Hamburg. BDK-Landesvorsitzender spricht wegen Auswertung privater Videos von Armutszeugnis für die Polizei. Zahl der Anzeigen auf 108 gestiegen.

Der Bund Deutscher Kriminalbeamter (BDK) hält es für höchst unwahrscheinlich, dass nach den Übergriffen auf Frauen in der Silvesternacht Täter bestraft werden. „Es gleicht schon einem negativen Lottogewinn, in Hamburg zu einer Straftat verurteilt zu werden“, sagte der Landesvorsitzende des Berufsverbandes, Jan Reinecke, am Freitag. Für eine Verurteilung brauche man gerichtsfeste Beweise wie DNA-Spuren oder Fingerabdrücke.

Wie die Polizei Hamburg am Freitag mitteilte, sei die Zahl der Anzeigen inzwischen auf 108 gestiegen. Dazu gezählt werden jetzt aber auch Raubtaten ohne sexuellen Bezug in der Silvesternacht. Zuletzt war von rund 70 Anzeigen die Rede.

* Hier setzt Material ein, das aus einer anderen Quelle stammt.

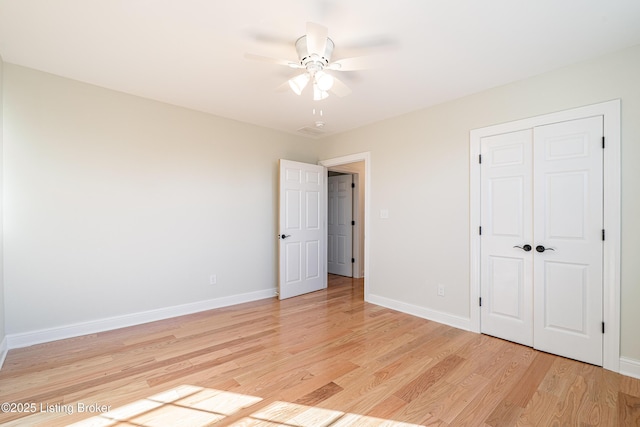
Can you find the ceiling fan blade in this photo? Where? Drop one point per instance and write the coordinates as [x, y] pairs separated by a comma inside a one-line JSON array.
[[316, 38], [339, 88], [272, 60], [354, 64]]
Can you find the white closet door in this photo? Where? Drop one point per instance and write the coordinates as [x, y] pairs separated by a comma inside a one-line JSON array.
[[568, 194], [541, 242], [506, 265]]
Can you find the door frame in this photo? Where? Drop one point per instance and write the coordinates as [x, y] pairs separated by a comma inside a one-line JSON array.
[[353, 158], [610, 111]]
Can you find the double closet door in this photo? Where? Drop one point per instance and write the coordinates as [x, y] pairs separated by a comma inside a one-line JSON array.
[[542, 237]]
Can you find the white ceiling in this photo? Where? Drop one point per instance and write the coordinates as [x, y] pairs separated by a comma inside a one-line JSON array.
[[191, 52]]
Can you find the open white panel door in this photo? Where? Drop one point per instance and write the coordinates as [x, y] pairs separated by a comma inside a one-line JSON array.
[[340, 225], [302, 221]]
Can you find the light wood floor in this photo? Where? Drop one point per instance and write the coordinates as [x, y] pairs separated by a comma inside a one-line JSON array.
[[326, 358]]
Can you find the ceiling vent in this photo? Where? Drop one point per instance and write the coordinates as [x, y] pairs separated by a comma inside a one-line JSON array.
[[312, 131]]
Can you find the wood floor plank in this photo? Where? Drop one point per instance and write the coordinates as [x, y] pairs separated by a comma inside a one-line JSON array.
[[325, 358]]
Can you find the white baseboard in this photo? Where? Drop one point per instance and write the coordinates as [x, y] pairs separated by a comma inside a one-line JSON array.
[[26, 339], [630, 367], [4, 348], [425, 313]]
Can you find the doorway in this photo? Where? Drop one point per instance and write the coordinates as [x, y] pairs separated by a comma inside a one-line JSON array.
[[358, 165]]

Die Auswertung privater Videoaufnahmen sei dagegen ein „Armutszeugnis“ für die Polizei. Es wäre nach Ansicht von Reinecke ein Riesenzufall, wenn die Ermittler über diesen Weg an einen Tatverdächtigen herankämen. Bei einer Gegenüberstellung vor Gericht würde ein geübter Strafverteidiger dann bloß das Opfer auseinandernehmen und beispielsweise zuerst nach dessen Alkoholkonsum fragen. Dennis Gladiator, der innenpolitische Sprecher der CDU in der Hamburger Bürgerschaft, übte scharfe Kritik: Das Problem "sexueller Belästigungen durch männliche Migrantengruppen auf St. Pauli und am Jungfernstieg" sei schon seit Monaten bekannt.

Auch viele Flüchtlinge sind schockiert von den Übergriffen

Der Hamburger Erzbischof Stefan Heße hat die Angriffe auf Frauen in Köln und Hamburg in der Silvesternacht als Verletzung der Menschenwürde bezeichnet. „Diese Übergriffe sind das glatte Gegenteil von dem, was wir Würde nennen“, sagte Heße. Die Täter „haben nicht anerkannt, dass alle Menschen, gleich welchen Geschlechts, welchen Glaubens, welcher Herkunft, Würde besitzen. Und sie kamen ihrer Verantwortung nicht nach, diese Würde zu bewahren“, sagte Heße.

Auch viele Flüchtlinge zeigen sich schockiert von den Übergriffen. Der Europareferent von Pro Asyl, Karl Kopp, sagte, viele Menschen in den Flüchtlingsunterkünften hätten noch gar nichts von den Vorfällen erfahren, weil sie kein deutsch sprechen und arabisch-sprachige Medien erst beginnen, darüber zu berichten. Diejenigen, die Bescheid wüssten, seien sehr schockiert. Er habe gerade erst mit einem älteren syrischen Flüchtling darüber gesprochen, der absolut entsetzt darüber gewesen sei, “mit wie wenig Würde und Respekt„ die betroffenen Frauen behandelt worden seien.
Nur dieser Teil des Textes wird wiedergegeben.